Análisis

El desgobierno planetario frente al coronavirus

La crisis del Covid-19 vuelve a mostrar la falta de operatividad de los grandes organismos internacionales para proteger a la población

Campo 87, en un cementerio de Milán, donde fueron enterradas 60 personas fallecidas por Covid-19 y que no han sido reclamadas AFP

Por Jesús A Núñez

Sabemos desde hace décadas que las amenazas a las que nos enfrentamos –sea la crisis climática, la proliferación de armas de destrucción masiva, las pandemias, el terrorismo, el crimen organizado y tantas otras– superan las capacidades de cualquier Estado nacional en solitario. Sabemos, por tanto, que solo sumando capacidades y voluntades nacionales, públicas y privadas, es posible articular una estrategia multilateral y multidimensional con ciertas posibilidades de éxito, enfocada principalmente a la prevención y a la respuesta común ante lo que nos afecte. Y, sin embargo, como bien demuestra la Covid-19, seguimos atrapados en un suicida enfoque individualista, mientras los órganos de gobernanza de la globalización muestran su impotencia para salir al paso.

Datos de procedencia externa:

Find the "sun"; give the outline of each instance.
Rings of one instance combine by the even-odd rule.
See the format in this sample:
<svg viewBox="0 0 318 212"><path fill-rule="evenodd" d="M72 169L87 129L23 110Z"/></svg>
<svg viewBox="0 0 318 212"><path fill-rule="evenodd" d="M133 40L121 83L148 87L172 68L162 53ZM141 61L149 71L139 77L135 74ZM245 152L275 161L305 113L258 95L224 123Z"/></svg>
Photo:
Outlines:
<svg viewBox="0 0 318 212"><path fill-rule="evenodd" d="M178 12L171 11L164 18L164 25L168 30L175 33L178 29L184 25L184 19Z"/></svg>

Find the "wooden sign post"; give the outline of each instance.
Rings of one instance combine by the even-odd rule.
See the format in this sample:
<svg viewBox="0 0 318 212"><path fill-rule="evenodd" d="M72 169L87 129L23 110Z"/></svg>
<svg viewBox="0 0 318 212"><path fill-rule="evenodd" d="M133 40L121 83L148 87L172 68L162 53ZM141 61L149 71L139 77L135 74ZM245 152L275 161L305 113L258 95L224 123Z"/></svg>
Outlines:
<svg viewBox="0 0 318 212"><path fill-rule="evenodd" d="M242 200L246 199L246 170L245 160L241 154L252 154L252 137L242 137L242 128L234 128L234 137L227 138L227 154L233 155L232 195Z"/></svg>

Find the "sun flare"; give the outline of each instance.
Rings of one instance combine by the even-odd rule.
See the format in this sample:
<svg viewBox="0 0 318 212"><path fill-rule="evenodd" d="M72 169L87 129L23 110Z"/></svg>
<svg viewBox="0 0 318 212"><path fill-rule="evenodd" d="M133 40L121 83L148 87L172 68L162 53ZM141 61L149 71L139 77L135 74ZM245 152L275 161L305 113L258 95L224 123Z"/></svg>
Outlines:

Nada de esto ocurre porque la Covid-19 sea un «cisne negro» absolutamente inesperado. De hecho, desde el final de la Guerra Fría, las pandemias ya figuran explícitamente en las Estrategia Nacionales de Seguridad de países como España y, en lo que llevamos de siglo, hasta en siete ocasiones la Organización Mundial de la Salud (OMS) emitió una emergencia de salud pública de importancia internacional. Tampoco es debido a la inexistencia de organismos multilaterales con mandato para preservar la seguridad humana. La ONU , único y legitimo representante de la comunidad internacional, fue creada para ello tras el brutal impacto de dos guerras mundiales. En su seno cuenta con agencias y departamentos potencialmente capacitados para ejercer ese papel… si sus 193 Estados miembros les dieran los medios necesarios.

Pérdida de control

El actual desajuste del sistema de gobernanza es el resultado, a escala nacional, de la doctrina neoliberal que logró imponer, ya en los años ochenta, la idea de que el Estado es parte del problema y el mercado es la solución. Así se ha llegado a un punto en el que los Estados han perdido el control de muchos procesos (sobre todo de la mano de actores económicos multinacionales) que afectan muy directamente al bienestar y la seguridad de sus ciudadanos. Por otra parte, el multilateralismo ha ido perdiendo defensores, como lo demuestra el hecho de que siquiera figura ya en el orden del día la reforma de la ONU, mientras Trump opta por salirse de la Unesco, la Unrwa, el Acuerdo de París o ahora también de la OMS , e incluso la Unión Europea muestra abiertamente sus fracturas internas poniendo en serio peligro su imprescindible proyecto de unión política.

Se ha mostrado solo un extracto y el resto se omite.